As Forças de Defesa de Israel (IDF) lançaram, na noite de sexta-feira (20) para sábado (21), um ataque contra Beirute. De acordo com o comunicado do órgão, o alvo do bombardeio foram instalações do Hezbollah.
Após o ataque, foram publicados nas redes sociais vídeos de explosões na capital libanesa e de vários prédios no bairro residencial de Dahieh em chamas devido ao impacto de projéteis israelenses.
WATCH: Destruction in Beirut's southern suburbs (Dahieh) following Israeli airstrikes. https://t.co/PNCJ73IA3Bpic.twitter.com/phwaU1Q5pH
— Tabz (@TabzLIVE) March 21, 2026
Footage shows the moment an Israeli airstrike struck Beirut's southern suburbs (Dahieh). pic.twitter.com/RCVCNmmHk1
— Tabz (@TabzLIVE) March 21, 2026
Witnesses have captured a new wave of Israeli bombing in the Lebanese capital, Beirut. Israel claims it is targeting Hezbollah, but three weeks of its attacks have forcibly displaced more than 1 million people in Lebanon. pic.twitter.com/8N7xgbT4Df
— Al Jazeera Breaking News (@AJENews) March 21, 2026
Guerra no Oriente Médio
Estados Unidos e Israel realizaram um ataque conjunto contra o Irã em 28 de fevereiro. Explosões foram registradas em diversas áreas de Teerã, com relatos de impactos de mísseis. Posteriormente, o presidente dos EUA, Donald Trump, confirmou a participação do país na operação e afirmou: "Bombas cairão por toda parte".
Os ataques ocorreram após reiteradas ameaças de Washington e Tel Aviv de intervir no país, insistindo em mudanças no programa nuclear iraniano.

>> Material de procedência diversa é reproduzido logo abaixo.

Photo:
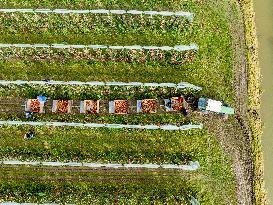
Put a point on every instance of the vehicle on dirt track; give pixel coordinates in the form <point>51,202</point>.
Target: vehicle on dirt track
<point>207,105</point>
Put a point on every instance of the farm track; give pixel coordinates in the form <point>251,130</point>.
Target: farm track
<point>242,156</point>
<point>82,179</point>
<point>103,175</point>
<point>78,169</point>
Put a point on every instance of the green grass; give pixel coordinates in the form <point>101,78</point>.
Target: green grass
<point>102,145</point>
<point>99,187</point>
<point>138,146</point>
<point>209,30</point>
<point>135,119</point>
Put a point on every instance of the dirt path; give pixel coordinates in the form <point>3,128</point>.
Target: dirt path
<point>234,134</point>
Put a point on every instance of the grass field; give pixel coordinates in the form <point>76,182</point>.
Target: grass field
<point>214,183</point>
<point>209,30</point>
<point>99,186</point>
<point>123,146</point>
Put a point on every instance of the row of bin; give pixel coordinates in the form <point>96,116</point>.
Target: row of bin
<point>114,107</point>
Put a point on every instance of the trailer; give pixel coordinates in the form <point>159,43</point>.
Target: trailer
<point>206,105</point>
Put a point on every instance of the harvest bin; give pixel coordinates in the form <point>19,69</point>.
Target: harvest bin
<point>34,105</point>
<point>89,106</point>
<point>62,106</point>
<point>119,106</point>
<point>147,106</point>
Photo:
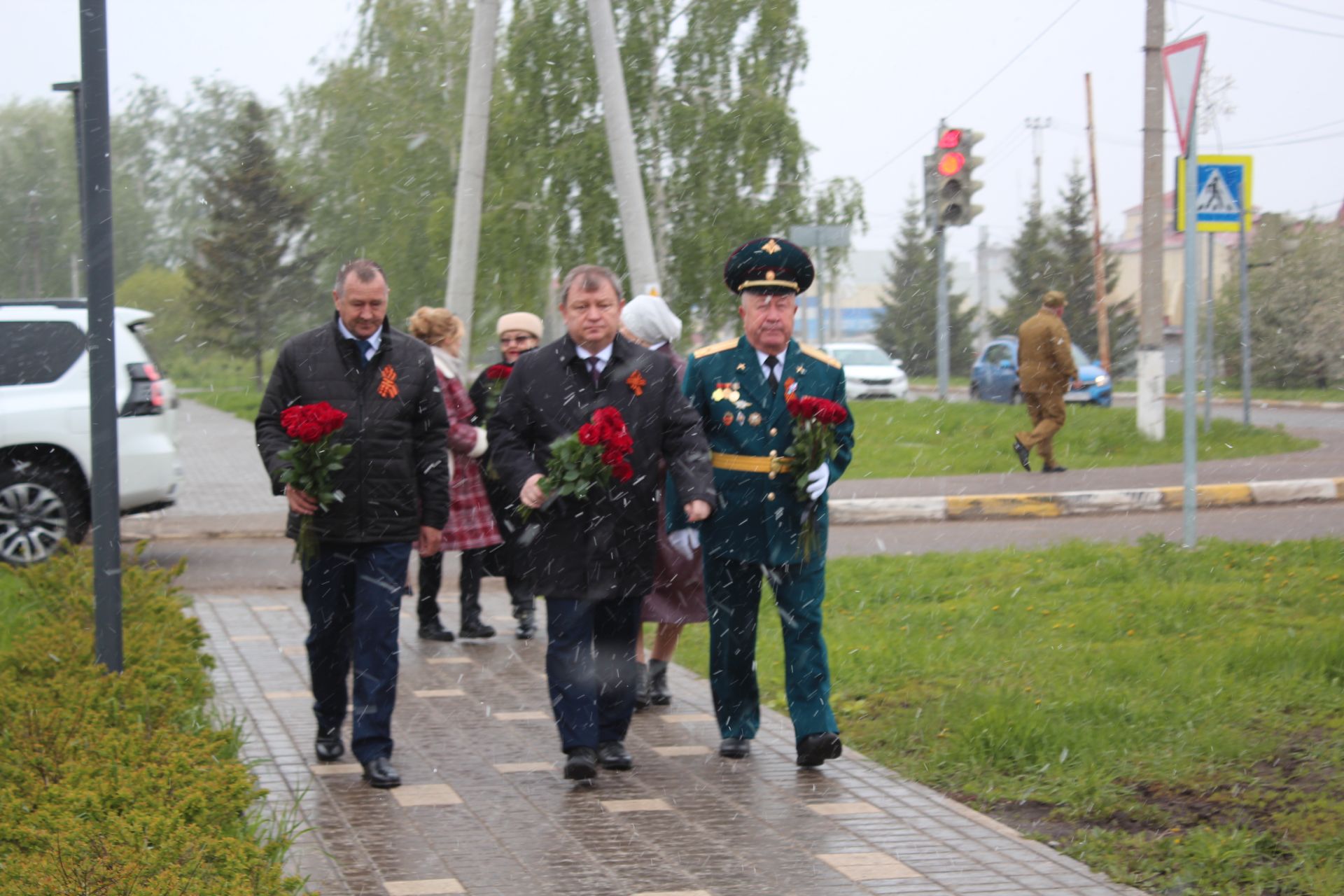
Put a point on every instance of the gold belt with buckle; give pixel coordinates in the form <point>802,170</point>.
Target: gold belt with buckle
<point>750,463</point>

Por sua vez, o Irã sempre defendeu seu direito de desenvolver seu programa de forma pacífica.

Durante a ofensiva, o líder supremo do Irã, aiatolá Ali Khamenei, foi morto em um ataque, assim como altos oficiais do governo iraniano.

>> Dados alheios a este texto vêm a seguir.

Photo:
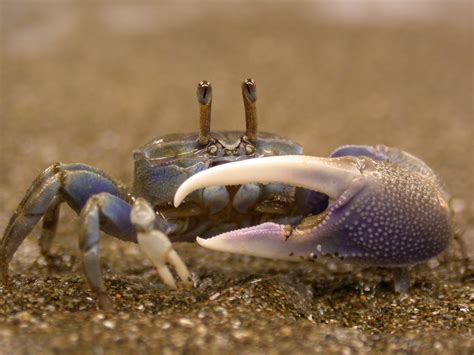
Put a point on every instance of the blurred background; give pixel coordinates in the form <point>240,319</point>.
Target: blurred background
<point>89,81</point>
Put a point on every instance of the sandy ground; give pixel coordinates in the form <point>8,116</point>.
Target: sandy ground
<point>89,83</point>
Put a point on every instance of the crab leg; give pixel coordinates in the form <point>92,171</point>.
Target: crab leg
<point>156,245</point>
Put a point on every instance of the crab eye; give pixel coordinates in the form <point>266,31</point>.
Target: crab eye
<point>212,149</point>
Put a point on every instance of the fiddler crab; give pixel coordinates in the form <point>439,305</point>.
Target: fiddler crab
<point>249,193</point>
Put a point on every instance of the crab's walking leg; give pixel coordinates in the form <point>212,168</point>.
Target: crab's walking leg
<point>111,214</point>
<point>50,226</point>
<point>71,183</point>
<point>156,245</point>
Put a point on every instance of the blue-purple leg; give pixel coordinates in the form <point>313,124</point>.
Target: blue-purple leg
<point>71,183</point>
<point>112,215</point>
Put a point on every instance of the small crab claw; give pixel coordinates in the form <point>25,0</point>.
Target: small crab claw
<point>379,214</point>
<point>156,245</point>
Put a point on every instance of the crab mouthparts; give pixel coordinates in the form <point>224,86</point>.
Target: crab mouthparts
<point>331,176</point>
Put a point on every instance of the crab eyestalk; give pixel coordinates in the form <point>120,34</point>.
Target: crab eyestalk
<point>249,93</point>
<point>204,96</point>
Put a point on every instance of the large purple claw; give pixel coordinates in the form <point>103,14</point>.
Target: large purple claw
<point>380,213</point>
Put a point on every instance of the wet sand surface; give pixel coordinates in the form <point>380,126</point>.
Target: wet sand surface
<point>90,83</point>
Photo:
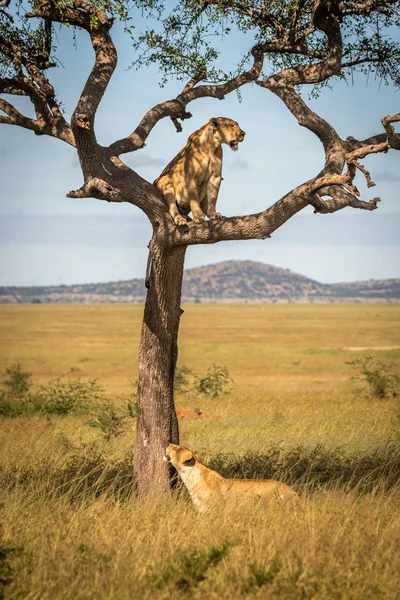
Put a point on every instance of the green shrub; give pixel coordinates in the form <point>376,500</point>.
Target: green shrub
<point>109,420</point>
<point>213,384</point>
<point>189,569</point>
<point>15,397</point>
<point>17,382</point>
<point>262,575</point>
<point>382,382</point>
<point>183,379</point>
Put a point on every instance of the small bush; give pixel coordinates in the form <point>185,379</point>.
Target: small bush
<point>262,575</point>
<point>214,382</point>
<point>382,383</point>
<point>17,382</point>
<point>70,396</point>
<point>15,397</point>
<point>109,420</point>
<point>182,379</point>
<point>62,396</point>
<point>190,569</point>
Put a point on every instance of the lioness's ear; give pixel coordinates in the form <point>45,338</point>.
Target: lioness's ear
<point>197,457</point>
<point>186,456</point>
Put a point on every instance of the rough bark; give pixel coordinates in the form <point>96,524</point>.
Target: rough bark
<point>157,424</point>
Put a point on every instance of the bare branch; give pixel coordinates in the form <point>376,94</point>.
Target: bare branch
<point>97,188</point>
<point>360,8</point>
<point>176,108</point>
<point>340,198</point>
<point>14,117</point>
<point>85,15</point>
<point>333,145</point>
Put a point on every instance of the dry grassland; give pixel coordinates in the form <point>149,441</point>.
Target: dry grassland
<point>70,528</point>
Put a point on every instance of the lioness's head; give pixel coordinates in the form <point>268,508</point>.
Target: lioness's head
<point>227,131</point>
<point>179,456</point>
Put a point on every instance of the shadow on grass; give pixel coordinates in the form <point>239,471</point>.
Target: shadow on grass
<point>90,474</point>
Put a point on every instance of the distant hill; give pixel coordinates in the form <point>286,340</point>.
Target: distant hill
<point>231,281</point>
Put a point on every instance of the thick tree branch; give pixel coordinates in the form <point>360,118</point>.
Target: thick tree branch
<point>362,8</point>
<point>340,198</point>
<point>176,108</point>
<point>333,145</point>
<point>97,188</point>
<point>30,81</point>
<point>14,117</point>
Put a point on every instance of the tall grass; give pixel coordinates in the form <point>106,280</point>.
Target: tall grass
<point>71,527</point>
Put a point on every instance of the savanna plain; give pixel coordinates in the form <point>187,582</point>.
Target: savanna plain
<point>289,406</point>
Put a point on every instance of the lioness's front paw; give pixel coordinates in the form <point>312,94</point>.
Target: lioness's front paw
<point>179,220</point>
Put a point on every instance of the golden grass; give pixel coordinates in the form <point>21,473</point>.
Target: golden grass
<point>63,538</point>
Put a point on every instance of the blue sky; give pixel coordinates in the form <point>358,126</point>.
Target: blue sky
<point>46,238</point>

Em resposta, o Irã lançou várias ondas de mísseis balísticos contra Israel e contra bases americanas na região.
Até o momento, o número de mortos no Irã em decorrência da agressão militar dos EUA e de Israel ultrapassa 1.400 pessoas.

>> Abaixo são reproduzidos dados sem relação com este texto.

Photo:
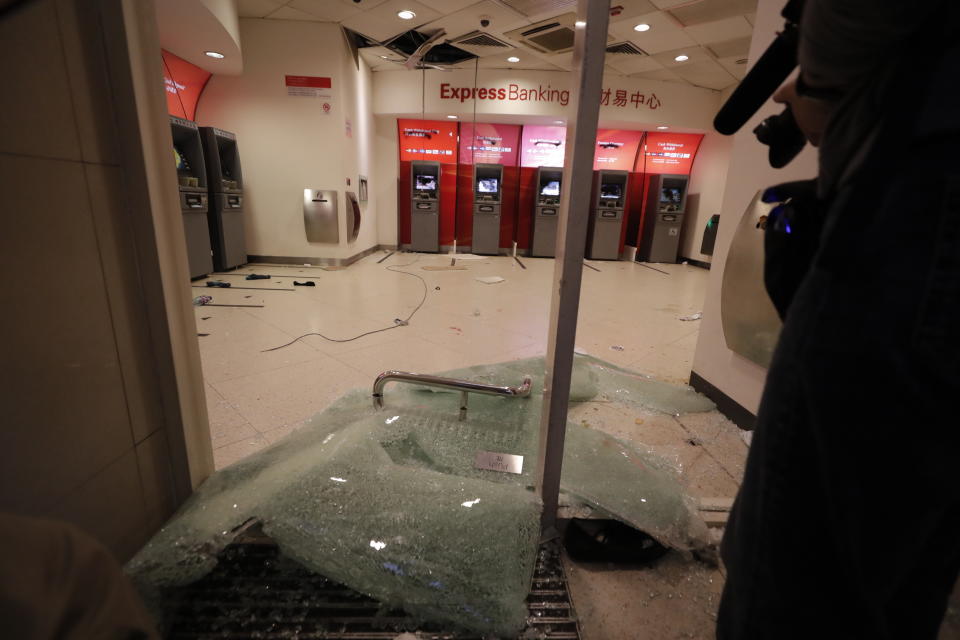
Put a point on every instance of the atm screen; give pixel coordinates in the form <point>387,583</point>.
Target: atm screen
<point>487,185</point>
<point>610,191</point>
<point>426,183</point>
<point>670,194</point>
<point>180,159</point>
<point>551,188</point>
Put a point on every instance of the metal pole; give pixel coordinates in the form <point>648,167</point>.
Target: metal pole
<point>588,55</point>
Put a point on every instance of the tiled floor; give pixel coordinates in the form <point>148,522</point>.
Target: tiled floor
<point>629,315</point>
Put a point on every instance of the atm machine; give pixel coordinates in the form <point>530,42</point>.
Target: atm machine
<point>606,216</point>
<point>225,217</point>
<point>546,211</point>
<point>487,191</point>
<point>192,178</point>
<point>425,206</point>
<point>663,218</point>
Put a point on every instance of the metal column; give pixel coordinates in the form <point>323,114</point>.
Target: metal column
<point>588,56</point>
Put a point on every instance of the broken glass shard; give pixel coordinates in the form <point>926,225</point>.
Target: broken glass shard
<point>390,502</point>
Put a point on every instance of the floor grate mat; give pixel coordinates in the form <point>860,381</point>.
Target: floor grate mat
<point>257,594</point>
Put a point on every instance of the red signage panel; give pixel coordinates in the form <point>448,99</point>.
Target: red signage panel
<point>314,82</point>
<point>427,140</point>
<point>616,149</point>
<point>669,153</point>
<point>489,144</point>
<point>542,146</point>
<point>184,82</point>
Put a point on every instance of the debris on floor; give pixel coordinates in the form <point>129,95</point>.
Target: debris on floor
<point>366,501</point>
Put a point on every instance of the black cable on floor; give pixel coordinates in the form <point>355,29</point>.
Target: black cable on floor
<point>397,322</point>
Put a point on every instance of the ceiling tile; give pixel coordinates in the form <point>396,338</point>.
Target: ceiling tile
<point>664,33</point>
<point>257,8</point>
<point>659,74</point>
<point>467,20</point>
<point>632,64</point>
<point>446,7</point>
<point>562,60</point>
<point>363,5</point>
<point>666,4</point>
<point>630,9</point>
<point>324,9</point>
<point>707,73</point>
<point>738,48</point>
<point>711,10</point>
<point>381,23</point>
<point>287,13</point>
<point>721,30</point>
<point>537,10</point>
<point>528,62</point>
<point>694,55</point>
<point>737,70</point>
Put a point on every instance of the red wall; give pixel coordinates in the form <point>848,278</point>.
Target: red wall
<point>525,203</point>
<point>434,141</point>
<point>184,82</point>
<point>492,144</point>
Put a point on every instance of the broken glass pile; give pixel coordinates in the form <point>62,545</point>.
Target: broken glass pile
<point>389,502</point>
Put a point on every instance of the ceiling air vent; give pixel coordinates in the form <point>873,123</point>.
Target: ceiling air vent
<point>479,39</point>
<point>626,48</point>
<point>549,36</point>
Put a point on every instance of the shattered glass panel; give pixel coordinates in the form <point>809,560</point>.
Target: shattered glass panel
<point>388,501</point>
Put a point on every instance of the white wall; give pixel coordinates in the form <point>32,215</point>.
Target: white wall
<point>749,171</point>
<point>387,165</point>
<point>682,107</point>
<point>708,180</point>
<point>671,103</point>
<point>289,143</point>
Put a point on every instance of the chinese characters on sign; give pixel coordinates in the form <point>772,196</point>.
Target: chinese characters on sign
<point>624,98</point>
<point>517,93</point>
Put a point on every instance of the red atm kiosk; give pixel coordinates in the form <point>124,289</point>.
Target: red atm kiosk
<point>614,156</point>
<point>431,142</point>
<point>481,149</point>
<point>663,157</point>
<point>540,146</point>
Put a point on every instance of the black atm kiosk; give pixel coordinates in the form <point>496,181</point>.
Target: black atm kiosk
<point>487,190</point>
<point>192,177</point>
<point>546,211</point>
<point>663,218</point>
<point>425,206</point>
<point>606,217</point>
<point>226,198</point>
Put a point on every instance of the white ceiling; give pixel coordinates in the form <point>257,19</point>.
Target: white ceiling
<point>714,34</point>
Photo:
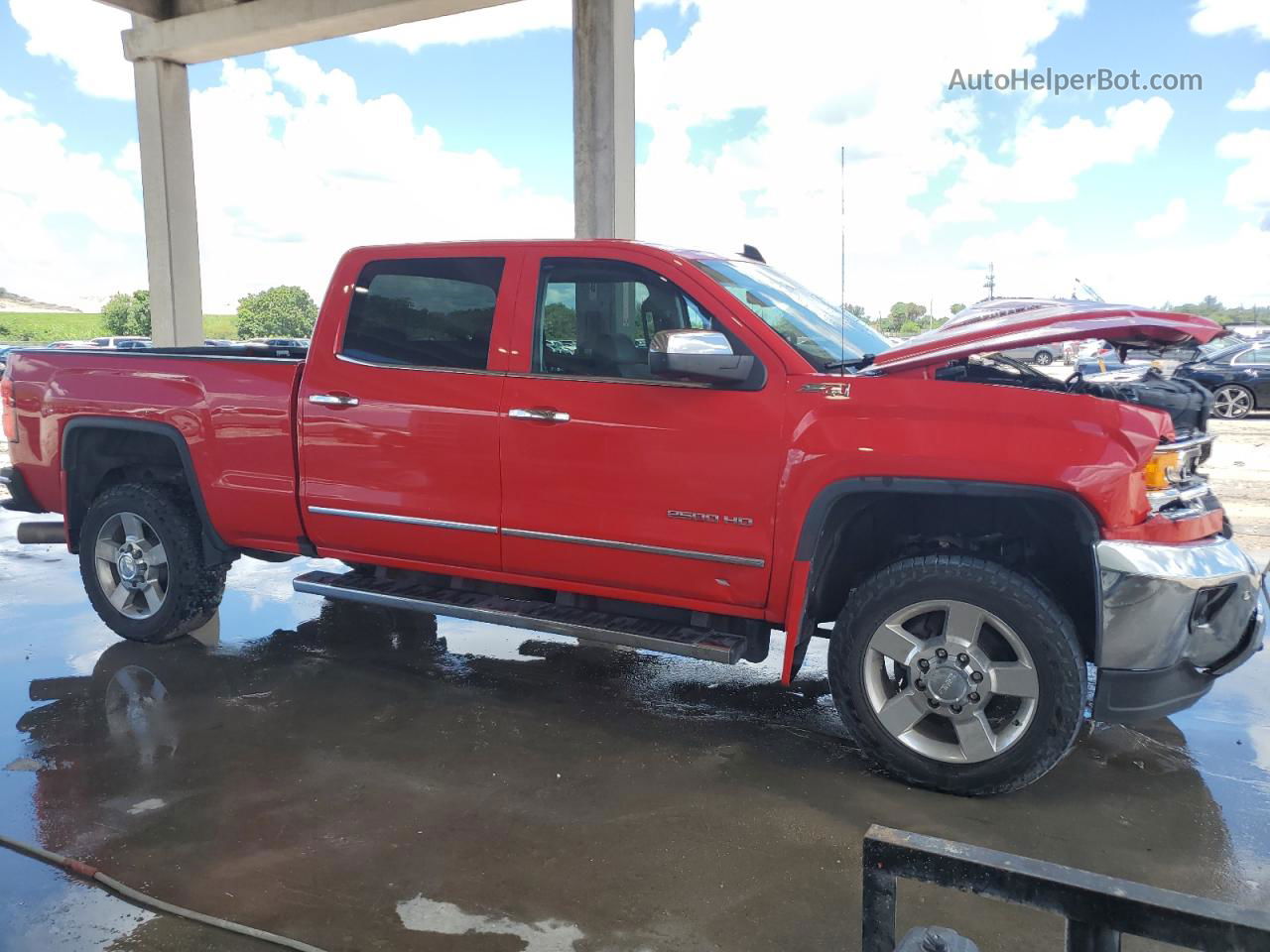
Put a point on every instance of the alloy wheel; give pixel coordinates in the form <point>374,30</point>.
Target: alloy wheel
<point>1232,403</point>
<point>952,680</point>
<point>131,565</point>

Rússia e China criticaram a ofensiva militar. Os ministros Sergey Lavrov e Wang Yi classificaram os ataques contra o Irã como "inaceitáveis" em meio às negociações em curso entre Washington e Teerã.
O novo líder supremo, Mojtaba Khamenei, segundo filho do falecido aiatolá, foi anunciado em 8 de março. Ele se dirigiu pela primeira vez à nação com a promessa de vingança por cada morte causada em decorrência da agressão contra o povo iraniano.
As Forças Armadas dos EUA informaram que "mais de 5 mil alvos" foram atingidos nos primeiros 10 dias de operação. O Irã relatou mais de 40 ondas de ataques em resposta.
Além disso, o Irã bloqueou quase totalmente o Estreito de Ormuz, rota marítima por onde circulam cerca de 20% de todo o petróleo e gás comercializados no mundo, o que fez disparar os preços dos combustíveis.